A PROPOSED new tax could have a huge impact on the cost of refrigerants in Australia according to local air conditioning and refrigeration wholesaler Heatcraft. The plan which has been welcomed by the UK PM David Cameron, could see taxes in Australia of up to AUS$100/kg (63/kg) added to the price of HFCs.
Under a raft of measures, Australia's Climate Change Plan, announced on July 10 includes a carbon pricing mechanism covering four of the six greenhouse gases included under the Kyoto Protocol, with HFCs and sulphur hexafluoride facing an equivalent carbon price, which will be applied through existing synthetic greenhouse gas legislation.
High GWP gases will not be included in the carbon pricing mechanism but will be subject to an equivalent carbon price using existing import and manufacture levies under Australia's Ozone Protection and Synthetic Greenhouse Gas Management legislation. Levies will be adjusted annually to reflect the prevailing carbon price.
The decision has met with strong opposition in Australia where the levy on HFCs would have a significant impact on prices. According to Heatcraft, The Climate Change Plan, which provides fixed carbon prices for the first three years of the scheme beginning in July 2012, could see a tax of AUS$98.09 (£63/kg) being added to a high GWP refrigerant like R404A in 2014. At current prices, the supermarkets' favoured refrigerant will cost in excess of AUS$115/kg (£73/kg) at current prices.

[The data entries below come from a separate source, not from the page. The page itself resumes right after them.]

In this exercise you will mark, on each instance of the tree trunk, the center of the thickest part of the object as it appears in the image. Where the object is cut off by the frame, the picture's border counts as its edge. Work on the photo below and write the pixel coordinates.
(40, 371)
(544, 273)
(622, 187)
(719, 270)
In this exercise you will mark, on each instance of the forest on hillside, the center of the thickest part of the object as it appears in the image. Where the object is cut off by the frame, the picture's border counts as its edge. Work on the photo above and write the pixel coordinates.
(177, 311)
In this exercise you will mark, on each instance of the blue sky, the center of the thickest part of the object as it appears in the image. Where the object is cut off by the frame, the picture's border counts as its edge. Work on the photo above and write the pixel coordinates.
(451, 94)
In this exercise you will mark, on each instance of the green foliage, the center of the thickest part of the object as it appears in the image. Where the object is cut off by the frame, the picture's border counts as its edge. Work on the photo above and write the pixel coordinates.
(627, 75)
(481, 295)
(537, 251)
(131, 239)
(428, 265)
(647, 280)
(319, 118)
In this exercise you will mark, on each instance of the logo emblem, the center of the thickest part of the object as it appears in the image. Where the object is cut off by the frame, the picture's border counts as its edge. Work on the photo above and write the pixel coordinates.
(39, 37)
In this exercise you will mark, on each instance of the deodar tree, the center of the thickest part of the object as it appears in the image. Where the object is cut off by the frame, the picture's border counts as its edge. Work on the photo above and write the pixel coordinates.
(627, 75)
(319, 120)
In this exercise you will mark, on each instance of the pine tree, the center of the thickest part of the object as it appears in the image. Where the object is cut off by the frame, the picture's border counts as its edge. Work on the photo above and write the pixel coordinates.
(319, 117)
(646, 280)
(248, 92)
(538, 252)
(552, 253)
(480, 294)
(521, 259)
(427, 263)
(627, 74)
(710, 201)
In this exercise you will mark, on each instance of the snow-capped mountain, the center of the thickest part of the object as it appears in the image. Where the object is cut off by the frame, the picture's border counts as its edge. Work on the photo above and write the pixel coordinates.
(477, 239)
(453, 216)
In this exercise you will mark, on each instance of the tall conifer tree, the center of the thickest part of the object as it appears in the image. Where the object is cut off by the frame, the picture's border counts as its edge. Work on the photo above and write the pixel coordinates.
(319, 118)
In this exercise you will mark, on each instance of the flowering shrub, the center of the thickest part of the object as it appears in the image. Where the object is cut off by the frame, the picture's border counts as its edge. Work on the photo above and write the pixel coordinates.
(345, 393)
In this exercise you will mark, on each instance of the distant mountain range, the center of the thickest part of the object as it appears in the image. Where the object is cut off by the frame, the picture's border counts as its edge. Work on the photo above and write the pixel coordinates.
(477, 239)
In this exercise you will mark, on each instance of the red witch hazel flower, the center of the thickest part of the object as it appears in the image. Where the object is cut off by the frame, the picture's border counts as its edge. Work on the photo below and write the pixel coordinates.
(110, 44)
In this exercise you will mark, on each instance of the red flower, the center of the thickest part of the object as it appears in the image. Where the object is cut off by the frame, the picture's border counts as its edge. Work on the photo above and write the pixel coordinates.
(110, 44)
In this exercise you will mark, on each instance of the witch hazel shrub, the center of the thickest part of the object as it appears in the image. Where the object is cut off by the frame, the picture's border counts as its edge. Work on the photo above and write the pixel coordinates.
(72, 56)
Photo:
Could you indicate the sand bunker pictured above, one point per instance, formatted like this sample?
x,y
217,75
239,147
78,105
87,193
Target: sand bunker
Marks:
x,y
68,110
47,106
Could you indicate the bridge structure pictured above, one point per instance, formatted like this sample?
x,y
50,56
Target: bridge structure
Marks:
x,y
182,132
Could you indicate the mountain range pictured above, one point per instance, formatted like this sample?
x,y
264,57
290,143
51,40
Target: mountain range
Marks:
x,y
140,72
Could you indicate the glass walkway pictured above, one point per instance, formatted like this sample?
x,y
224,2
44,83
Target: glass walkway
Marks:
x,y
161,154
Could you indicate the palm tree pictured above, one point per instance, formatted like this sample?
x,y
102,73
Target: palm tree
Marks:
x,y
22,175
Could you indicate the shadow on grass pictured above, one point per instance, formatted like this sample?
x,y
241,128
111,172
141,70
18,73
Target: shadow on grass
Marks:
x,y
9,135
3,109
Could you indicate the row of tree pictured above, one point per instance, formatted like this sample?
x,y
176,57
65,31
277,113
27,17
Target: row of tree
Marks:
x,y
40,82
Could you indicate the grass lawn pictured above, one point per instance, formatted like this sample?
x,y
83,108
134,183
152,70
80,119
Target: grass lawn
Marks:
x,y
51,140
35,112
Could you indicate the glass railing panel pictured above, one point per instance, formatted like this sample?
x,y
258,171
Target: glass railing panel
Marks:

The levy, based on the refrigerant's GWP, would also add AUS$32.43/kg (£21/kg) to the price of R134a in 2012, rising to AUS$35.18 in July 2014. R410A would receive a carbon price of AUS$47.38 in July 2012, rising to AUS$52.32 (£33) in 2014.
David Cameron has congratulated his opposite number in Australia, Julia Gillard, reportedly describing the Climate Change Plan as a 'bold step'. In a letter to the Australian prime minister, Cameron said that Ms Gillard's government's climate change announcement sent a 'strong and clear signal that Australia is determined to make its contribution to address this challenge'.
The Australian Government's hopes its initiative will help the country to cut carbon pollution by 159 million tonnes a year by 2020.